# keeping up with the Jones's



## science (Oct 14, 2010)

Let's see here. Been awhile.










Perhaps the single greatest highlight of the past few days' listening for me was Chausson's Concert in D for piano, violin, and string quartet. Loved its range of tone and emotion. Romantic to the core. I cannot imagine why this isn't more popular.










"From Me Flows What You Call Time" is an old favorite of mine, my single favorite Takemitsu work. I must be unaware of what makes his other music so great, because this just outshines all the rest of it, to me.

This is a new recording of it, for me, and even after a single hearing I'm willing to say it is my new favorite. I should hear the old one (something really obscure... came free in a magazine), but I'm pretty sure I'll stick with this judgment.

It's like $9 or something. Hear it.










So it turns out that some stuff that is obscure deserves to be obscure.

That is a little harsh, but only a little. This is very Baroque, I had to remind myself that it wasn't Handel - except during the chant parts. The mix of Baroque and chant didn't appeal or offend.

I'd say it's like mediocre Handel mixed with mediocre chant.

I will give it more attention someday. Hopefully I missed something.










'Tis what it always was. Pretty good, but its popularity surprises me.

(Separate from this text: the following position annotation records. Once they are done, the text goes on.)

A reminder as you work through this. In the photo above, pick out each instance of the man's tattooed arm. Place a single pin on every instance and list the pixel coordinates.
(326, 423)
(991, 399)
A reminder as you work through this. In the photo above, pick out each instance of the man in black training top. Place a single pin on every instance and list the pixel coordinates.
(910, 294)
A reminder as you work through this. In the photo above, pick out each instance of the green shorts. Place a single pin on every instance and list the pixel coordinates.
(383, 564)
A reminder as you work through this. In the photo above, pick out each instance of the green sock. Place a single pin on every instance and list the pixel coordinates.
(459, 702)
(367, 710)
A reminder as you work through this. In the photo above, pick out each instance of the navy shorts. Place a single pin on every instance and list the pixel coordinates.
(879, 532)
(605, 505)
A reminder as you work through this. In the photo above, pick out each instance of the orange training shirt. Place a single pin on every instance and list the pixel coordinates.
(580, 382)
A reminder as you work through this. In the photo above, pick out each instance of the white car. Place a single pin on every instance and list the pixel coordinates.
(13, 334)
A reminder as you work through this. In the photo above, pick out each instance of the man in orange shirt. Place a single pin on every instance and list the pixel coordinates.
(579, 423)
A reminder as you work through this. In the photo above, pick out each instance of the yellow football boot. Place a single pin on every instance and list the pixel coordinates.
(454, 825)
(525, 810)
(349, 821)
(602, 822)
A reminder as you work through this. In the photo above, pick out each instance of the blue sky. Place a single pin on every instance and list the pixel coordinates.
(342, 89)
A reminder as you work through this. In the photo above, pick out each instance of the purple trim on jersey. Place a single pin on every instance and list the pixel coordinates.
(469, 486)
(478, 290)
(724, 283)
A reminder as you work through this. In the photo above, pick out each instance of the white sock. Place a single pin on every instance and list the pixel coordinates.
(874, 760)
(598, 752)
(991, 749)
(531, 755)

Still, I do love Dawn Upshaw. Another somewhat controversial artist, easy to find snobs criticizing her for this or that, largely (IMO) because she dares to flaunt her regard for non-traditional repertoire (God in Heaven Forbid!). Or maybe she actually couldn't do the big opera roles so well. What do I know? In any case, if she needs one more, count me among her big supporters.










This I just flat out did not get. Right over my head. Perhaps I'm distracted by the cover art, which just barely avoids being the most vulgar I've seen (at least it's a touch subtle, unlike some of those Carmens).

The music surprised me. Not the kind of surprise that leaves you thinking, "Oh, that was surprising." The kind of surprised that leaves you thinking, "Oh."










In the first place the cover art on my recording is much less cool than that, and in the second place I can't find a better image from a site whose bandwidth I feel comfortable stealing. Sorry.

What surprised me about this is how similar it is to Philip Glass's actual string quartets, which in turn are fairly similar to each other. There are some unique moments in Dracula, but I did not expect to hear the material from the string quartets so much.

Which should one get? I'd say Dracula for the stuff that is not in the string quartets, but OTOH the string quartets make sense as units in a way that Dracula, after one listening, did not seem to.

To conclude: Chausson's Concert and Takemitsu's "From Me Flows What You Call Time."


----------